Sports betting shares have been rising steadily since the Supreme Court struck down a two-decades old law in 2018 that prohibited New Jersey from allowing sports betting at state casinos.

The ruling paved the way for U.S. states to challenge the 1992 Federal Professional and Amateur Sports Protection Act that effectively allowed only Nevada, Oregon, Delaware and Montana to offer full or limited facilities in the $150 billion global sports betting market.

Analysts at Oppenheimer estimate legal sports gaming in the United States will grow 34% a year to around $15.3 billion by 2028.
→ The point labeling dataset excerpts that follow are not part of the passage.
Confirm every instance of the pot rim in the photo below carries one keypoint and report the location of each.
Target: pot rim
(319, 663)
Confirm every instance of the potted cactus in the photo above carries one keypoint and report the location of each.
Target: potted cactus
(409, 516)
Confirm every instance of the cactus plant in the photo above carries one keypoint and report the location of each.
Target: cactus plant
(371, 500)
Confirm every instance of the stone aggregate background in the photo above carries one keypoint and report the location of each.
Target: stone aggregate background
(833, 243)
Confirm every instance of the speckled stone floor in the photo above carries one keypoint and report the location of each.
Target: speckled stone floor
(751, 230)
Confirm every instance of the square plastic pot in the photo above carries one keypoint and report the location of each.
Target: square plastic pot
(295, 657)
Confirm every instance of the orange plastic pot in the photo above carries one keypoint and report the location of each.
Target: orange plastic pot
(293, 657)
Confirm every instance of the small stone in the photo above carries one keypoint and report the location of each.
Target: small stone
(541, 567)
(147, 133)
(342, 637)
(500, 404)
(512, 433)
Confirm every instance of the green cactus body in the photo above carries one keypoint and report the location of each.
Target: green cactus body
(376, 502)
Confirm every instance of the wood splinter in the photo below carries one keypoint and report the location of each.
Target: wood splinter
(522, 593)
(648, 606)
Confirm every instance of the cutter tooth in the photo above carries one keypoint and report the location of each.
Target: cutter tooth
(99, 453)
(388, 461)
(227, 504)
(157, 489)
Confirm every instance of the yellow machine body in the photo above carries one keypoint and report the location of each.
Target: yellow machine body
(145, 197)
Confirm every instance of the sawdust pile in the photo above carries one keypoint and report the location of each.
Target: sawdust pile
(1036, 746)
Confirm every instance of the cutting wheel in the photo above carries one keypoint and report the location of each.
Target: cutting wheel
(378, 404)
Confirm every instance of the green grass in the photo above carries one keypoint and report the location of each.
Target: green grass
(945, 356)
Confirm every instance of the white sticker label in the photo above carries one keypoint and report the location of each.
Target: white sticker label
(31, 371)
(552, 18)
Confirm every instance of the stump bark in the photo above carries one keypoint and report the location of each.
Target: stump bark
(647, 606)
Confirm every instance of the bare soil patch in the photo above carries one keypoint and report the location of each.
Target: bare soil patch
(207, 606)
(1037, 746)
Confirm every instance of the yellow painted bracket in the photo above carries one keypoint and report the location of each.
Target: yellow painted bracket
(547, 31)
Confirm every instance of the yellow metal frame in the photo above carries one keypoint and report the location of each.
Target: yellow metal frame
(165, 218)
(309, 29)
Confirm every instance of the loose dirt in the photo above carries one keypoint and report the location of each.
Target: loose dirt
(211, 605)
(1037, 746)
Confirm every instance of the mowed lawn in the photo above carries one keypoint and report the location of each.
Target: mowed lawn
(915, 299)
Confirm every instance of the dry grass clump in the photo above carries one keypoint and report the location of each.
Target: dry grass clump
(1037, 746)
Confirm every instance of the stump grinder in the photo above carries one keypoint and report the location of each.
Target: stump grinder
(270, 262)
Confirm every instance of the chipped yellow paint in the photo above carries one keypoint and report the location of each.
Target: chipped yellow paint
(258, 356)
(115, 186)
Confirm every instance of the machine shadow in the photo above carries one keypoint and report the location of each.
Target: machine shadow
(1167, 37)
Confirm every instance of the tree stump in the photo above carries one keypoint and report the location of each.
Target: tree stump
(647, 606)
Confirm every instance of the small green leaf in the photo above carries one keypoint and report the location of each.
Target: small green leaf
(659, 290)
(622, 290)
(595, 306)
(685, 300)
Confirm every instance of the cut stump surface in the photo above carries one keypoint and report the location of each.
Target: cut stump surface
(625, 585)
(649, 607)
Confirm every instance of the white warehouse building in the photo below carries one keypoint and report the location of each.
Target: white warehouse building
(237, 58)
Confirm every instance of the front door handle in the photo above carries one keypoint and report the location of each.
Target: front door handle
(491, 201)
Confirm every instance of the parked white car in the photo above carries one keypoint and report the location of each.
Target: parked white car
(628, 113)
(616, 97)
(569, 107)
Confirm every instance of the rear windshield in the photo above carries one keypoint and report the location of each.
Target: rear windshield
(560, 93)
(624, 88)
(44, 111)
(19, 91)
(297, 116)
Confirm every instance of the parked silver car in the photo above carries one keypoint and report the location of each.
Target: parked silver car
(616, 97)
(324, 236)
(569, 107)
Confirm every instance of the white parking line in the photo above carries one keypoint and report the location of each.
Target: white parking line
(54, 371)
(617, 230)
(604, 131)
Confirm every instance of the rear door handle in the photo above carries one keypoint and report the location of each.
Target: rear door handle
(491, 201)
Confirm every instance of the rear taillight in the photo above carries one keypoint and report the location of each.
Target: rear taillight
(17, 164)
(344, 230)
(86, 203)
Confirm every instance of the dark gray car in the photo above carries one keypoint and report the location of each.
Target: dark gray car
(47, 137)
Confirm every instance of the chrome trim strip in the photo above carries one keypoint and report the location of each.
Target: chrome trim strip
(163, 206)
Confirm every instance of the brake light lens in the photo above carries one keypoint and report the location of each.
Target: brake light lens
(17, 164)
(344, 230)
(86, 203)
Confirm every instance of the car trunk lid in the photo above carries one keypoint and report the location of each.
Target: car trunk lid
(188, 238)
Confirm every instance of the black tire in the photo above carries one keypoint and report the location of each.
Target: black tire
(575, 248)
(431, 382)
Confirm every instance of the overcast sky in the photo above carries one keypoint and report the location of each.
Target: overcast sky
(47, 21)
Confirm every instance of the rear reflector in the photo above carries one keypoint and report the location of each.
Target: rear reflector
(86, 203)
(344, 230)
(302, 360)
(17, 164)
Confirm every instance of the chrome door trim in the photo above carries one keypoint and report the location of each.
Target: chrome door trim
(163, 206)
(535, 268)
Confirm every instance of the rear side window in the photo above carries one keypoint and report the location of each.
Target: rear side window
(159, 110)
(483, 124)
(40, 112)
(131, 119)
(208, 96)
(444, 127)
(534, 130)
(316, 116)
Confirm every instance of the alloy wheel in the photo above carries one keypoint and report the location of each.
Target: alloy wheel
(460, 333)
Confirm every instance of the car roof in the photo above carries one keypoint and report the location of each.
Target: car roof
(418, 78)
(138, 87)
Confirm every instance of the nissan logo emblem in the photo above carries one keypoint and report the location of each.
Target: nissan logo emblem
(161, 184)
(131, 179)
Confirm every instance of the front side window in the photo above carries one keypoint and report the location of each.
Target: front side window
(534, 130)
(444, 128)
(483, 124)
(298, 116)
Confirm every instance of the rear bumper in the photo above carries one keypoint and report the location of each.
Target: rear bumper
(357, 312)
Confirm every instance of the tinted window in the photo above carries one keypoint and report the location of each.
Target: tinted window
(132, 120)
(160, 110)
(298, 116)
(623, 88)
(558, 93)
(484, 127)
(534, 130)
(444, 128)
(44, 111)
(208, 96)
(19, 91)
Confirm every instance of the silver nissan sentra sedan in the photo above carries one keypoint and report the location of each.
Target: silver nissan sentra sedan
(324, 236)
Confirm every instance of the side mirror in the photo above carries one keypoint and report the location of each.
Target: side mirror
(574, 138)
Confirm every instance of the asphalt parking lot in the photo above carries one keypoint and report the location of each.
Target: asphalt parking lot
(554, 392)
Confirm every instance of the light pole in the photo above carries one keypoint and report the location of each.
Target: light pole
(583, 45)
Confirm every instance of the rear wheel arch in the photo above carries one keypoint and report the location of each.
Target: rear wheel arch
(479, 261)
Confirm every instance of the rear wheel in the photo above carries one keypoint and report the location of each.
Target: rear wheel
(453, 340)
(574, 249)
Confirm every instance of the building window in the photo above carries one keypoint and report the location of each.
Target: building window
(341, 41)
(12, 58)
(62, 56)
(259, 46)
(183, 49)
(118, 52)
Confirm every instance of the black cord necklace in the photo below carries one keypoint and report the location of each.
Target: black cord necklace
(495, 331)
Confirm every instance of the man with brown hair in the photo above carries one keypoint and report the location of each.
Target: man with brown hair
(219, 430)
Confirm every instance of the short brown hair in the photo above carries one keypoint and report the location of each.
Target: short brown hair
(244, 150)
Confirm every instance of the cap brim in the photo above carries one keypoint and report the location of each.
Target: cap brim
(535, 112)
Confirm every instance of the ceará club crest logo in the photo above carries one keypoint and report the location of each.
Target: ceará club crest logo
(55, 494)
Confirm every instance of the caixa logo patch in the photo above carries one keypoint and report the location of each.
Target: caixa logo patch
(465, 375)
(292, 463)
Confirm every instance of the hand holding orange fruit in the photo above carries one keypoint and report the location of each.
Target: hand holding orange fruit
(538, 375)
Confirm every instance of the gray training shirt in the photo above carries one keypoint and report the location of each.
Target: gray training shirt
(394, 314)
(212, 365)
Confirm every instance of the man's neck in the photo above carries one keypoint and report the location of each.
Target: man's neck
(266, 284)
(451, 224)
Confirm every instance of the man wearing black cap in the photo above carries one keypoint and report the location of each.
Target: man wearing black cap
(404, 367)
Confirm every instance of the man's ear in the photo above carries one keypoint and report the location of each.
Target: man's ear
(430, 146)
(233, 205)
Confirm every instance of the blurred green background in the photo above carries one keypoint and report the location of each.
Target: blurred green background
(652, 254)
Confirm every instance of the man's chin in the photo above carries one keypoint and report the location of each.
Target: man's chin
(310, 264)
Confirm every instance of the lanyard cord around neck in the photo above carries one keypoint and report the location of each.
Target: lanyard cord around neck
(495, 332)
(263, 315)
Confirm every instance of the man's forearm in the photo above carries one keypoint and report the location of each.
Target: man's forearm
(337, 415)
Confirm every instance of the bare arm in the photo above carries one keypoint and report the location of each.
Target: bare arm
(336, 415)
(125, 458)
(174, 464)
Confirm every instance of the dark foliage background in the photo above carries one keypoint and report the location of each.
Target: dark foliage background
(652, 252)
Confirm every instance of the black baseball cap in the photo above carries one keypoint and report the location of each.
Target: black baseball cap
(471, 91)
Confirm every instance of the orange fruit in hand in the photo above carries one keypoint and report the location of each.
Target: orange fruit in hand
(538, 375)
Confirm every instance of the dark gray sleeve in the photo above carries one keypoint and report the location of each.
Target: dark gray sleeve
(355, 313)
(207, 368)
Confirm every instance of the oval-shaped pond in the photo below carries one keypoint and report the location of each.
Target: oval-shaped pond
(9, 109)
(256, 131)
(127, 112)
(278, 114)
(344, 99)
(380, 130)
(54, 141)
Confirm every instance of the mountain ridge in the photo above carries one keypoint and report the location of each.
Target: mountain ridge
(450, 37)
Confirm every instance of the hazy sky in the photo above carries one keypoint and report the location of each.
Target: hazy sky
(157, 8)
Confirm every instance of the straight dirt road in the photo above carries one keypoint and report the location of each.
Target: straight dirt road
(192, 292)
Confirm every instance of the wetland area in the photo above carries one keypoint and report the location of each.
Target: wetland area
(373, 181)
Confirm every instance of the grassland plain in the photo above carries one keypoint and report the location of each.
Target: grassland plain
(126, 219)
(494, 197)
Credit Suisse analyst Benjamin Chaiken also questioned the impact of the Hindenburg note, arguing, like Cramer, that he sees minimal value in DraftKing's being applied to SBTech.

"Our view is that SBTech was purchased by DraftKings for its tech platform rather than its existing revenue stream," he said. "Said another way, if SBTech revenues were to go away entirely, we think there would be minimal impact on the DraftKings stock."

"While not ideal, in a worst case scenario, an SBTech issue would not necessarily interfere with betting operations today," he added. "We would use today’s weakness as an opportunity ahead of potential Canada legalization as well as New York, both of which are catalysts for DraftKings."